Byte classification
Each of these routines tests a specified byte of a multibyte character for satisfaction of a condition. Except where specified otherwise, the output value is affected by the setting of the LC_CTYPE
category setting of the locale. For more information, see setlocale
. The versions of these functions without the _l
suffix use the current locale for this locale-dependent behavior; the versions with the _l
suffix are identical except that they use the locale parameter passed in instead.
Note
By definition, the ASCII characters between 0 and 127 are a subset of all multibyte-character sets. For example, the Japanese katakana character set includes ASCII as well as non-ASCII characters.

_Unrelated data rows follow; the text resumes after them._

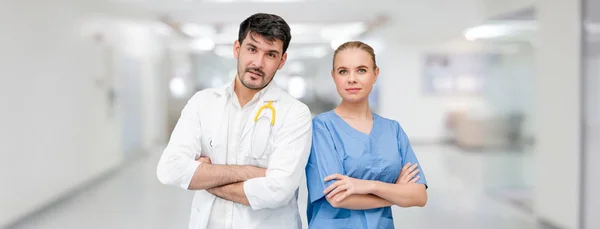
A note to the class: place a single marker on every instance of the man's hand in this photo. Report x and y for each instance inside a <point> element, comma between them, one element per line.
<point>407,174</point>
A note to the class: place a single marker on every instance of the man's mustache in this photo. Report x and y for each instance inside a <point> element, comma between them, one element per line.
<point>255,70</point>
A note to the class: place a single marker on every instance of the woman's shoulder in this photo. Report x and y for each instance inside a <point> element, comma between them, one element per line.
<point>324,117</point>
<point>386,121</point>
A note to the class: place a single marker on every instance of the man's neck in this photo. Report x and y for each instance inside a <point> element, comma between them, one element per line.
<point>243,93</point>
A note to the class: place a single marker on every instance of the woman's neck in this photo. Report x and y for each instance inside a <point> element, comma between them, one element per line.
<point>359,110</point>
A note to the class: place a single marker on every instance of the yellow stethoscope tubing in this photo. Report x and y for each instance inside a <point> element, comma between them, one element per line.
<point>267,106</point>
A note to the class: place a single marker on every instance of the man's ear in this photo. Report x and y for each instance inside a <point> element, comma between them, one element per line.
<point>283,59</point>
<point>236,49</point>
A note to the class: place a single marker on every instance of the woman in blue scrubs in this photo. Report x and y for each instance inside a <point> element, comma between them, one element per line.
<point>360,163</point>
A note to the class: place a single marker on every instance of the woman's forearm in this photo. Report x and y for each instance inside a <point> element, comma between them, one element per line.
<point>359,201</point>
<point>403,195</point>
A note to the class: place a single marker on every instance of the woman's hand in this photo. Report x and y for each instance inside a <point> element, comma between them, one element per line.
<point>348,184</point>
<point>407,175</point>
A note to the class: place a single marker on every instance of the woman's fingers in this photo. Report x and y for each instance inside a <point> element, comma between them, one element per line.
<point>337,190</point>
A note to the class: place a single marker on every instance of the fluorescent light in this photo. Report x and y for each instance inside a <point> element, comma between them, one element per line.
<point>203,44</point>
<point>497,30</point>
<point>194,30</point>
<point>225,51</point>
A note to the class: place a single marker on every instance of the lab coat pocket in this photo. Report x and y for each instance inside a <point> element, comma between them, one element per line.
<point>256,147</point>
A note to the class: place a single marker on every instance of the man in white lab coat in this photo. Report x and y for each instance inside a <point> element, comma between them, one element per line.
<point>242,148</point>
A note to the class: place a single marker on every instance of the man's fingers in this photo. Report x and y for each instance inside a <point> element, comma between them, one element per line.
<point>332,186</point>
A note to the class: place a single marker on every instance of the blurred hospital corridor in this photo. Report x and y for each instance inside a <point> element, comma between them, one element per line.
<point>500,100</point>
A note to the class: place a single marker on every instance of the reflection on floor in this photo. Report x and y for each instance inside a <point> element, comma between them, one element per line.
<point>133,198</point>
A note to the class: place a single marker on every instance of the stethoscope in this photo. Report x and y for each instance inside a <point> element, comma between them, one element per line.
<point>263,125</point>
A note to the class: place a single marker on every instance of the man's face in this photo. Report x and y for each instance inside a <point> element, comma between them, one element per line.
<point>258,60</point>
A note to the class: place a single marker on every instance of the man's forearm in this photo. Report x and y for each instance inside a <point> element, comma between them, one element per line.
<point>211,175</point>
<point>232,192</point>
<point>359,201</point>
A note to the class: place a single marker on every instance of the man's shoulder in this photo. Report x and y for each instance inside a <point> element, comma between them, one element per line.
<point>290,102</point>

The predefined constants in the following table are defined in <ctype.h>
.
Multibyte-character byte-classification routines
Routine | Byte Test Condition |
---|---|
isleadbyte , _isleadbyte_l |
Lead byte; test result depends on LC_CTYPE category setting of current locale |
_ismbbalnum , _ismbbalnum_l |
isalnum || _ismbbkalnum |
_ismbbalpha , _ismbbalpha_l |
isalpha || _ismbbkalpha |
_ismbbgraph , _ismbbgraph_l |
Same as _ismbbprint , but _ismbbgraph doesn't include the space character (0x20) |
_ismbbkalnum , _ismbbkalnum_l |
Non-ASCII text symbol other than punctuation. For example, in code page 932 only, _ismbbkalnum tests for katakana alphanumeric |
_ismbbkana , _ismbbkana_l |
Katakana (0xA1 - 0xDF), code page 932 only |
_ismbbkprint , _ismbbkprint_l |
Non-ASCII text or non-ASCII punctuation symbol. For example, in code page 932 only, _ismbbkprint tests for katakana alphanumeric or katakana punctuation (range: 0xA1 - 0xDF). |
_ismbbkpunct , _ismbbkpunct_l |
Non-ASCII punctuation. For example, in code page 932 only, _ismbbkpunct tests for katakana punctuation. |
_ismbblead , _ismbblead_l |
First byte of multibyte character. For example, in code page 932 only, valid ranges are 0x81 - 0x9F, 0xE0 - 0xFC. |
_ismbbprint , _ismbbprint_l |
isprint || _ismbbkprint . ismbbprint includes the space character (0x20) |
_ismbbpunct , _ismbbpunct_l |
ispunct || _ismbbkpunct |
_ismbbtrail , _ismbbtrail_l |
Second byte of multibyte character. For example, in code page 932 only, valid ranges are 0x40 - 0x7E, 0x80 - 0xEC. |
_ismbslead , _ismbslead_l |
Lead byte (in string context) |
ismbstrail , _ismbstrail_l |
Trail byte (in string context) |
_mbbtype , _mbbtype_l |
Return byte type based on previous byte |
_mbsbtype , _mbsbtype_l |
Return type of byte within string |
mbsinit |
Tracks the state of a multibyte character conversion. |
The MB_LEN_MAX
macro, defined in <limits.h>
, expands to the maximum length in bytes that any multibyte character can have. MB_CUR_MAX
, defined in <stdlib.h>
, expands to the maximum length in bytes of any multibyte character in the current locale.